Julián llegó a Antioquia, una ciudad opulenta y juerguista, pese a que oficialmente muy cristiana, al sur del actual Turquía, y enseguida escuchó el pueblo. «Hay de todo, pero todo es caro». Llamó a los aprovechados y les pidió moderación, pero no le hicieron caso. «Cuando vi que el clamor del pueblo era verídico y que el mercado no sufría de escasez sino de la voracidad de los ricos, fijé un precio razonable para cada cosa y lo publiqué», explica. La historia no acaba aquí. Tras haber importado trigo para paliar las consecuencia de una mala cosecha, el emperador de las rastas concluye «la ciudad, en cuanto a mí, tiene una sola opinión, los unos me odian, y los demás si bien yo los he alimentado, son unos desagradecidos».
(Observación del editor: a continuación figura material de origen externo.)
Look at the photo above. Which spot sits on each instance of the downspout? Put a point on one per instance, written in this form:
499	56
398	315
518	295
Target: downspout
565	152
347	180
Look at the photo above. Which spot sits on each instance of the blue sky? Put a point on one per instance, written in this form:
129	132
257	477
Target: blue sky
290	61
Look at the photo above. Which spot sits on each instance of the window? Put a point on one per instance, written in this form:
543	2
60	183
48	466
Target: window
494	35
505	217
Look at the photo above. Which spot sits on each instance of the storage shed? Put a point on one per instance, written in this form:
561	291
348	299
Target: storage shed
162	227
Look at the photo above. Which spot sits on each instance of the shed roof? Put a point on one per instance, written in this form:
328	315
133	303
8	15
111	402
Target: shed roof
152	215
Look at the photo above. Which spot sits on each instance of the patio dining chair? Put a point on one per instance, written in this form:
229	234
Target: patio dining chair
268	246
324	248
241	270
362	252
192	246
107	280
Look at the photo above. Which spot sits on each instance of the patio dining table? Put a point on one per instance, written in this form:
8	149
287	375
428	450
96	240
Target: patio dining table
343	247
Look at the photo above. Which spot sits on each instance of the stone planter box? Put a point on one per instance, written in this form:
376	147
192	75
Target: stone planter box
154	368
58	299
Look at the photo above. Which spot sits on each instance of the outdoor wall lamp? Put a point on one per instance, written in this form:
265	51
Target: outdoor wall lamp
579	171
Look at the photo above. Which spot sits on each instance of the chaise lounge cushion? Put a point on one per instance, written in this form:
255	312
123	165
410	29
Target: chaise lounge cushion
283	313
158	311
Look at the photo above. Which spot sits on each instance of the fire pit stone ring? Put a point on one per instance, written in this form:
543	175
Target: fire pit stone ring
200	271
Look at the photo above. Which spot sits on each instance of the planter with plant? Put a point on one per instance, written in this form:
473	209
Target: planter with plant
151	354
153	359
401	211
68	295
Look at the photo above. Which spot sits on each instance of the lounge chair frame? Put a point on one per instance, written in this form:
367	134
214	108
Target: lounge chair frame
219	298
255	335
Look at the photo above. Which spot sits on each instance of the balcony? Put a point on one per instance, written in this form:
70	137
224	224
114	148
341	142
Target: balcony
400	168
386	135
Al final del excelente librito sobre su mala experiencia a Antioquia, titulado 'El enemigo de la barba' en referencia a sí mismo, Julián se culpa de sus males, se propone gobernar con mayor inteligencia, y en vez de castigar a los difamadores y a los desagradecidos, y podía haberlo hecho en formas terribles, pide, «¡que los dioses os den, por la benevolencia y el respeto que me habéis mostrado en público (no en privado, claro), la compensación que os corresponda!».
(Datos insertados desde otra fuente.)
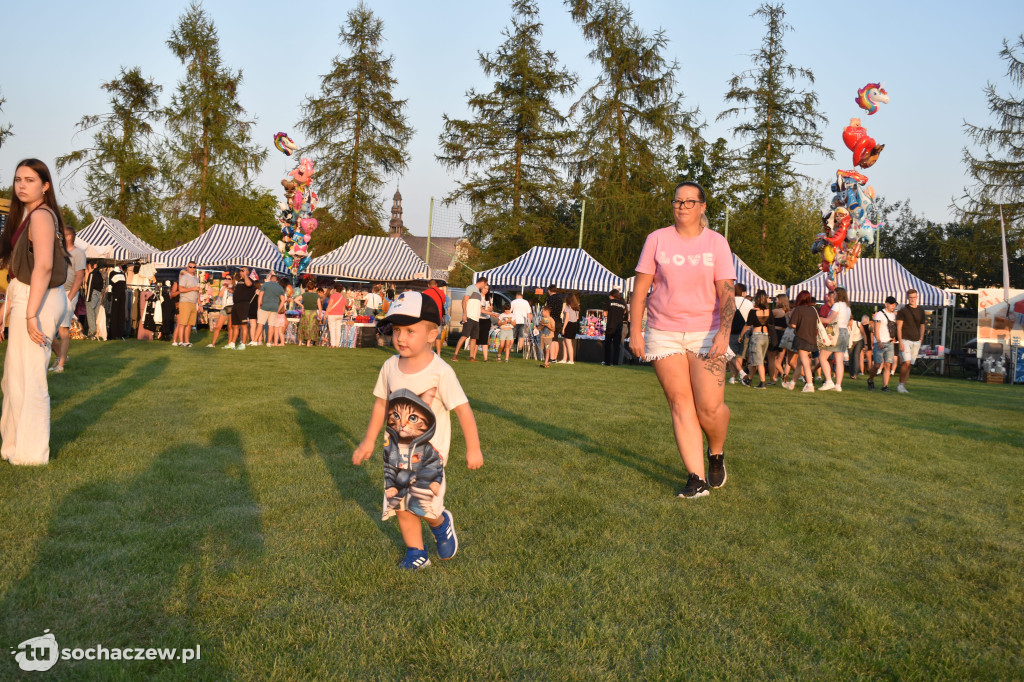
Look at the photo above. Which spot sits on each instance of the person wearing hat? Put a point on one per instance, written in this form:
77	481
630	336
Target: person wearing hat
415	392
EL CAPITALISMO EN VERSIÓN PROTESTANTE

Hay quien, muy equivocado, piensa que los comportamientos virtuosos se inauguran con Calvino (que, al revés de Julián, no se privaba de mandar torturar y matar a sus opositores) y también que el capitalismo en versión protestante es el padre y la madre del progreso. Muy al contrario, podemos observar cómo, en el Europa moderna, la mayoría de protestantes «rezaban y comían patatas», según descripción tan peyorativa cómo compartida, mientras los países católicos, de Nápoles a Austria o Flandes, sin olvidar Francia, desarrollaban el comercio y vivían en relativa abundancia y mayor tolerancia. Recordamos, por otro lado, que el capitalismo manchesteriano, de competencia feroz y régimen laboral esclavista, es una joya de la corona de la tradición protestante.

El propósito de Julián no consistía en ser mejor que los demás (tenía muy fácil para parecerlo si usaba su poder omnímodo), sino en esforzarse para llegar a ser mejor que sí mismo y gobernar con acierto y ecuanimidad. En nuestros días no sería antisistema ni de lejos, pero seguro que no habría permitido que creciera la desigualdad a favor de los que más tienen. Solo con esto, el reequilibrio social, los anticapitalistas no serían tan numerosos ni tendrían tantas razones para sublevarse y votar, en Europa y América, a partidos y candidatos situados en los márgenes del sistema. O muy a la izquierda o demasiado a la derecha.